Suatu waktu, Imam Hasan as dan Imam Husain as berjalan menuju masjid. Tiba-tiba mereka menyaksikan seorang kakek tua yang sedang berwudhu. Namun, tata cara wudhunya tidak benar.
Imam Hasan as berpikir sejenak, bagaimana cara menunjukkan wudhu yang benar kepada kakek tersebut tanpa harus menyinggung perasaannya. Kemudian, keduanya mendatangi kakek tersebut seolah-olah keduanya sedang bertengkar tentang wudhu siapakah yang benar. Masing-masing mengatakan, “Wudhumu tidak benar!” Kemudian keduanya berkata pada kakek tersebut, “Wahai kakek, berilah keputusan yang bijak untuk kami berdua, mana di antara kami yang wudhunya benar.”
Maka, mulailah keduanya berwudhu. Lantas kakek itu mengatakan, “Wudhu kalian semua sudah benar.” Kemudian kakek itu menunjuk kepada dirinya sendiri dan berkata, “Hanya kakek yang bodoh inilah yang tidak benar wudhunya, dan kini telah belajar dari kalian berdua.”
Pada suatu hari, salah seorang sahabat menyaksikan Nabi saw memanggul Hasan dan Husain di pundaknya. Sahabat itu berkata, “Semulia-mulia unta adalah unta kalian.”
Nabi saw menjawab, “Dan Semulia-mulia penunggang adalah mereka berdua.”

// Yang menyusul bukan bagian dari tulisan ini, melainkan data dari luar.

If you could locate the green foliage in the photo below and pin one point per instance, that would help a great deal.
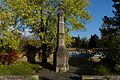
(94, 41)
(9, 41)
(114, 46)
(20, 68)
(42, 16)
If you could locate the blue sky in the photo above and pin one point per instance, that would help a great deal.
(97, 9)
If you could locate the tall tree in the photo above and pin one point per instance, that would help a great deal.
(111, 35)
(41, 16)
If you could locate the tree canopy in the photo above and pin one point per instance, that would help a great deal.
(41, 16)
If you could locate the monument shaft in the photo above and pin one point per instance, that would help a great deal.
(61, 54)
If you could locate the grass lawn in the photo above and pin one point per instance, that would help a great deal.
(19, 68)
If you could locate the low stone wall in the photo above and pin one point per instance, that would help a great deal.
(107, 77)
(19, 77)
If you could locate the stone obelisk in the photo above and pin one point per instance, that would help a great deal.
(61, 53)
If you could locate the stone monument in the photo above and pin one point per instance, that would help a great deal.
(61, 52)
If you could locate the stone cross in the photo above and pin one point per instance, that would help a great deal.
(61, 52)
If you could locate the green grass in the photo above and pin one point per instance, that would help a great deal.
(20, 68)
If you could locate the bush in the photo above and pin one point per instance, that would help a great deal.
(20, 68)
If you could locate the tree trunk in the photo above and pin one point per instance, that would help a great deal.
(44, 55)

Imam Hasan as adalah orang yang paling ‘abid (tekun ibadah) pada zamannya. Ia menunaikan ibadah haji sebanyak 25 kali dengan berjalan kaki.
Bila beliau hendak berwudhu dan shalat, wajahnya menjadi pucat dan tubuhnya bergetar karena takut kepada Allah SWT. Beliau berkata, “Suatu keharusan bagi setiap orang yang berdiri di depan Tuhannya untuk merasa takut, pucat wajahnya, dan gemetar seluruh tubuhnya.”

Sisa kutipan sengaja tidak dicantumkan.